# Overload...where to start



## juice1971 (Oct 5, 2010)

Hey everyone, 

I am a beginner haunter that has been dabbling for years but I seriously feel there is a hard core, deep rooted extreme haunter buried just under the surface. 

What I am looking for is some advice, I've been creeping the forum, reading different posts and can't seem to find a place to start. I am thinking some prop construction might be a good place to start but am hoping some of you seasoned veterans can point me in the right direction to start. I am open to any and all advice and look forward to an amazing Halloween season

Thanks everyone

Justin - Juice1971


----------



## bourno (Jan 21, 2006)

hello and welcome

I guess for some advice, will need to ask what your are interested in for prop construction for now?
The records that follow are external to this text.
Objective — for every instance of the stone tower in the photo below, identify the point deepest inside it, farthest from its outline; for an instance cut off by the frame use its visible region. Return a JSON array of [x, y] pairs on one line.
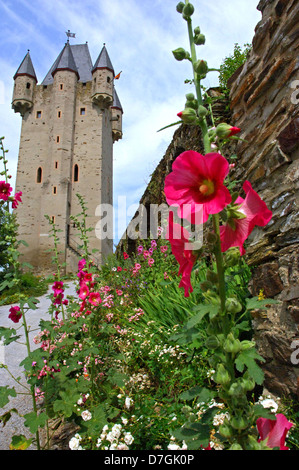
[[69, 124]]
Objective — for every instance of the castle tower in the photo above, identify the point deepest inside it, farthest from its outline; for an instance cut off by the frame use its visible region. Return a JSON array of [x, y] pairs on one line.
[[69, 124]]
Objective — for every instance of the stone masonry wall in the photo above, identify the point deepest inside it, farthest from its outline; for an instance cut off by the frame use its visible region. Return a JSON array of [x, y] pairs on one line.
[[264, 104], [264, 96]]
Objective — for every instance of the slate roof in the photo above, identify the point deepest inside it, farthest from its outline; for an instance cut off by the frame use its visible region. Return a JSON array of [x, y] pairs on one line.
[[103, 61], [116, 101], [72, 57], [26, 67]]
Whether some tombstones, ground breakers, static, animated, etc, etc 

The 'search' tool would be a good start as well for items that would be interested in building, if you haven't already done so.

again, welcome.


----------



## hedg12 (Jul 6, 2008)

If you're wanting something for this year, ya better hurry!  Check out the how to forum and the showroom forum & see if anything catches your eye. Also check out the monster list and haunt project.

Maybe try your hand at a tombstone or two to start. If you're wanting something animated, a tombstone peeper like this one is fairly simple.
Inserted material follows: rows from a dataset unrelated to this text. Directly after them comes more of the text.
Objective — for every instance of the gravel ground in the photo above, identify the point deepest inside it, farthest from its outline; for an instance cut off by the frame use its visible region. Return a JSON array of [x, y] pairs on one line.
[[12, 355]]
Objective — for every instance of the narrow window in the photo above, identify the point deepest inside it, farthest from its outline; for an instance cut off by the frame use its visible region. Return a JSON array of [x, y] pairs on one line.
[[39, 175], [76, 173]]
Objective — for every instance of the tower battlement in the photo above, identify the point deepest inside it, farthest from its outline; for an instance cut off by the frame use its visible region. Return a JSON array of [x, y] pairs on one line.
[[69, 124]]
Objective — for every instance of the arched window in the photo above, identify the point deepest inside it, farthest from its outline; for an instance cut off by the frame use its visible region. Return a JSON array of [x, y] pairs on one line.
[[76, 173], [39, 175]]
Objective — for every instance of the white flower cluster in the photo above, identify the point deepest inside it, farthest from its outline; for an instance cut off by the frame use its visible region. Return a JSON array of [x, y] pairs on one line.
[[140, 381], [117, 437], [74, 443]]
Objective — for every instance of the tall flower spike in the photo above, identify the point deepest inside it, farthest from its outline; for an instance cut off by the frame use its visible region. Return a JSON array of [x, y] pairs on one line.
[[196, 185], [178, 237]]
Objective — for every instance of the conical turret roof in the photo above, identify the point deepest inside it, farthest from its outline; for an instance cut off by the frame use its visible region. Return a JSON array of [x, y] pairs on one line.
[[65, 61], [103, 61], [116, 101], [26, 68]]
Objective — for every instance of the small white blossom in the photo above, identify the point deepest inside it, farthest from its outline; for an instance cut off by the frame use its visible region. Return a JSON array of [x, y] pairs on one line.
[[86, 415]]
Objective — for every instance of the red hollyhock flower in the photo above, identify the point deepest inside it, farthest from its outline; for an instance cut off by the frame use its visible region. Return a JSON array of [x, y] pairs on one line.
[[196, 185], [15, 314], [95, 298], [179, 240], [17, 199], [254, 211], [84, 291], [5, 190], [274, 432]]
Good luck, and welcome to HF!


----------



## Warrant2000 (Oct 8, 2008)

An easy one to make is life size zombies out of PVC, chicken wire, and pool noodles. Use your own body (arms, legs) for the measurements, then put your clothes on them. Something like this:


----------



## debbie5 (Mar 2, 2007)

I started out with a 7 foot tall Grim reaper, 3 crappy wooden tombstones, a few pumpkins & stretchy spider web material. That's it. Ya gotta start somewhere.


----------



## Goblin (Jun 3, 2009)




----------



## Evil Queen (Mar 8, 2008)




----------



## dynoflyer (Oct 8, 2006)

Welcome to the forum! I agree, tombstones are a good starter project for that 'better than store bought' look in your graveyard.


----------



## fick209 (Aug 31, 2009)

Welcome to the forum! Tombstones are always a good place to start.


----------



## Death's Door (Mar 22, 2006)

Hello and welcome to the forum!!! I agree with the above posts, tombstones are a good start. I started out buying a few store-bought ones and "accessorized" them to make them more authentic. I also use spider webs for my porch area. 
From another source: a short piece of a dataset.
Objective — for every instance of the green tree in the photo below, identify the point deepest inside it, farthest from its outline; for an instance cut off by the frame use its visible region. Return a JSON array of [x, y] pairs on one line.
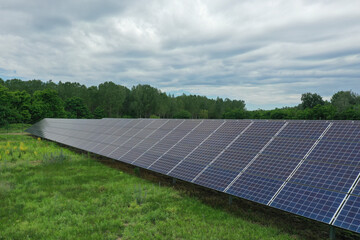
[[76, 108], [310, 100], [342, 100], [183, 114], [236, 114], [47, 104], [99, 113], [111, 98]]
You're at the right place as far as feeding your inner haunter feelings because there are so many peeps on this site with great talents Take some time and check out the showroom, making sure you have a brown paper bag to breath in and try - try not to get to overwhelmed with taking on big projects. The reason why I say that is it even happens to me every day!!!!


----------



## Spooky1 (Aug 25, 2008)

Welcome to the forum. One of my first props was a toe pincher coffin made from foam board. Most of us here started small and just kept adding a few new props each year.


----------



## Dixie (Feb 18, 2009)

I would suggest starting with whatever you can handle, and building each year from that. Our first year was before the forums, and included graves made out of cardboard, full size figures made out of 2x4s wearing store bought masks, and cheesy stuff. But the neighbors still enjoyed it - its just the spirit of the night.

The next year we built a fence, and carved foam tombstones all year long, and made PVC monsters. The next year we added a common theme to the monsters, and the next year was the columns, etc.

We still have an original prop from our first year, that we always put SOMEWHERE in our haunt. It is a mostly deflated football that we put a CHEESY halloween monster mask on, and stuck it on the end of a 2x4 with a trench coat on it. Took 5 minutes to put together, but even now (with a better body) it throws a great shadow 

You don't have to start off big to entertain the ToTs, or yourself. And building up like that gives you a real appreciation for the history of your haunt.


----------



## Zombies R Us (Jul 9, 2009)

Hi Juice,

I would start with the arm I saw under your desk (LOL)! The skin on those old IV arms is meant to peel back to replace the penrose tubing. Perhaps one of the IT nerds can give you some help with a primitive animation device like wiggling the fingers or a way to make the arm crawl across the ground. You might use it in a scene from Evil dead 2 where Ash lost his arm and replaced it with a chainsaw. That would work with the other members suggestions on simple standing props. Whatever you make it will stay your favorite for years just like Dixie said.


----------